Letters to the Editor: The pandemic’s not over, Sheriff Villanueva. Tell your deputies to get vaccinated

Los Angeles County Sheriff Alex Villanueva speaks next to U.S. and state flags
Los Angeles County Sheriff Alex Villanueva speaks at a news conference in downtown L.A. on Sept. 22.
(Los Angeles Times)

To the editor: Will someone please tell Los Angeles County Sheriff Alex Villanueva that the COVID-19 storm has not blown over, it is still with us and if we as a society are not diligent, it could easily gain strength and start wreaking havoc again? (“Sheriff warns vaccine mandate causing ‘mass exodus’ among personnel,” Oct. 31)

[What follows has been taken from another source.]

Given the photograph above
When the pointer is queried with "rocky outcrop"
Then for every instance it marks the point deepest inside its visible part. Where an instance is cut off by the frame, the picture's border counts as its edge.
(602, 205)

We all must do our part in making sure this does not happen — again — and the science says that everyone getting vaccinated offers the quickest, safest and most effective strategy to accomplish this.

It is my fervent belief that anyone who has taken an oath to protect and serve as part of their employment should lead the way in doing so. If law enforcement officers refuse vaccination and shirk their responsibilities to the people who employ them, they should find another job.


Roy Friedland, Los Angeles


To the editor: Any public safety employee who lacks the sense of responsibility that would impel them to obey a health mandate should not be a public safety employee.

Let every last one of those self-important sheriff’s department employees leave. The county can hire more public-spirited officers to replace them.

As for Villanueva, his behavior is the ultimate irresponsibility. He should walk away too.

Marcy Miroff Rothenberg, Porter Ranch


To the editor: Villanueva warns that crime will go up as deputies leave their jobs in lieu of getting vaccinated. He blames the Los Angeles County Board of Supervisors for putting people’s safety at risk by passing a COVID-19 vaccine mandate.

Villanueva forgets (to borrow from “A League of Their Own”) that there is no crying in policing. If deputies are really leaving in large numbers, he should not whine about it.

Here’s a novel solution: When people resign, post the positions as open, accept applications, conduct interviews and screening, then hire new people and train them.

If these jobs are good and they pay well, Villanueva should not have a difficult time staffing them.